A experiência começa com o apreciar da estação de comboios da cidade da Beira, uma herança colonial bonita e ainda em estado de conservação positivo.




Três horas antes da partida a estação enche-se de pessoas, malas e sacos. Fico com a impressão que vão partir 3 comboios ao mesmo tempo, mas a verdade é que o comboio para Marromeu terá à volta de 20 carruagens e carrega muita coisa.





O interior das carruagens de 1ª e 2ª classe, deixem-me que vos diga, está impecável. Carruagens novas e casas de banho (sempre um factor sensível) em condições.


A linha já teve melhores dias e na maior parte do trajecto imaginei estar numa espécie de montanha russa, desejando a cada salto que não houvesse descarrilamento.


Mas voltemos ao interior. Cabines de 4 e 6 camas, que estão em óptimas condições. Ar condicionado e limpeza assegurados. Partida pontual às 18h.

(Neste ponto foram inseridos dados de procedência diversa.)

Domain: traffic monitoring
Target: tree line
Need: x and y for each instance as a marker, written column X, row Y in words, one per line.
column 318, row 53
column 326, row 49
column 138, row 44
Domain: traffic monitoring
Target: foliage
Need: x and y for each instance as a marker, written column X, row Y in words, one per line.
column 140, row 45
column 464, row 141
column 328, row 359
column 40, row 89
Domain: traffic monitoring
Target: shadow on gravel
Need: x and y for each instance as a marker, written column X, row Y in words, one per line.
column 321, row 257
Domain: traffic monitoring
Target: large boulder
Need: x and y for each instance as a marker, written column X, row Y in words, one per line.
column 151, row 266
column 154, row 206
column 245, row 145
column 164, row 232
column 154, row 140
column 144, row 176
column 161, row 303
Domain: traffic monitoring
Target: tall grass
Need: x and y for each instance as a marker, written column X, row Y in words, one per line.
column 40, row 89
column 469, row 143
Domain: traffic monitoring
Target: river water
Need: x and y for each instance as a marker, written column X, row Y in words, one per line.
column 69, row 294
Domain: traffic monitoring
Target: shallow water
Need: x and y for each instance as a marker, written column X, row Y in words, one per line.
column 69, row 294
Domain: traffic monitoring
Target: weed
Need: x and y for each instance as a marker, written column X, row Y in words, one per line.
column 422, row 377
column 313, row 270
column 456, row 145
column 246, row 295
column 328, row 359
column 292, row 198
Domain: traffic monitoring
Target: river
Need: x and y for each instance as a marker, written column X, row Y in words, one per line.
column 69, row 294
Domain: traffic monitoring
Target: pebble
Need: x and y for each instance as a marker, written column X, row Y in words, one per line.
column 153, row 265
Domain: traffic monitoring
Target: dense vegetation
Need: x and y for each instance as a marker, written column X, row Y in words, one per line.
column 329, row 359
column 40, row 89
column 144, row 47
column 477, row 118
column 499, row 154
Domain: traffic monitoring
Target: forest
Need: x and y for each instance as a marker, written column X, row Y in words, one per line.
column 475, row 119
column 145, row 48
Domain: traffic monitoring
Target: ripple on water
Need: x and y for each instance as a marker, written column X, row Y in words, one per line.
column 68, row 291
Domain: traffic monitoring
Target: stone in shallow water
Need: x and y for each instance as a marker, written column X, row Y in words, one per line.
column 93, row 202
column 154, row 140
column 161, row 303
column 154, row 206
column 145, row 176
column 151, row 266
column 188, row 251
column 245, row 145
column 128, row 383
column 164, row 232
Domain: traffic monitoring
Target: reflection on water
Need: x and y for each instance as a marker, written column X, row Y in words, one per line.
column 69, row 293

Na viagem partilhei a cabine com passageiros frequentes e, em jeito de meter conversa perguntei: “então, a que horas devemos chegar a Marromeu?”. A pronta resposta foi sincera, mas preferia que não fosse: “bem, se nada acontecer, chegamos lá às 5h. Se avariar ou descarrilar podemos levar 2 dias”. Relembro que estamos a falar duma distância de 300Km, numa área muito pouco povoada de Moçambique. O comboio já avançava os primeiros metros.

Houve necessidade de recorrer a um farnel reforçado, não faltando boa disposição e gargalhada.


A chegada a Marromeu foi à hora prevista, sem percalços. A mente demora a processar a chegada pelo lusco-fusco do nascer do sol e pelo corpo amassado no trajecto. Consegue-se ir deitado nas camas, é verdade, mas ao longo da viagem parecemos pipocas a saltar na panela e o sono faz-se com um olho aberto.

O cais de Marromeu é pequeno. Tem espaço para 3 ou 4 carruagens.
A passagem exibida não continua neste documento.